Maximum tolerance for water content at various stages of a natuna production

Abstract

Though the Natuna field in offshore Indonesia contains natural gas resources, its CO2 content exceeds 70%. While existing technologies can handle the separation challenges, the question of CO2 transport and storage will still remain due to the lack of aquifer storage sites with sufficient sealing integrity in this part of South Asia. Substantial occurrences of natural gas hydrates have been discovered in offshore Indonesia roughly 700 miles from Natuna, making the pipeline transport economically feasible. This work aimed to assess the risk of hydrate formation during this transport as evaluated by two different approaches: traditional method based on water dew-point versus evaluation accounting for alternative routes of hydrate formation.

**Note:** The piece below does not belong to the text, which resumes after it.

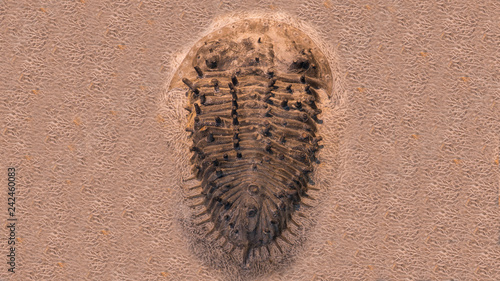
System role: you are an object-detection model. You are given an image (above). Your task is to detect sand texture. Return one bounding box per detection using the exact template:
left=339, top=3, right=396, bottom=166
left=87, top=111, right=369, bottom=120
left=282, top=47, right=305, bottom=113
left=0, top=0, right=500, bottom=281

The hydrate risk analysis was also conducted for produced natural gas at transport conditions. We have investigated the case study involving using the separated CO2 for simultaneous safe long-term storage of CO2 and release of methane for in situ hydrates located at the North Makassar Basin in offshore Indonesia. Utilization of CO2 will require additive gases to increase gas permeability and reduce the blocking of sediments by new CO2-dominated hydrate. This analysis was conducted for variable content of nitrogen and H2S. We have concluded that the water dew-point-based method appears to severely underestimate the risk of hydrate formation; the maximum water concentration it allows in gas will be larger by a factor of eighteen than the one permitted by approaches that used water adsorption on hematite (rust) as the criterion.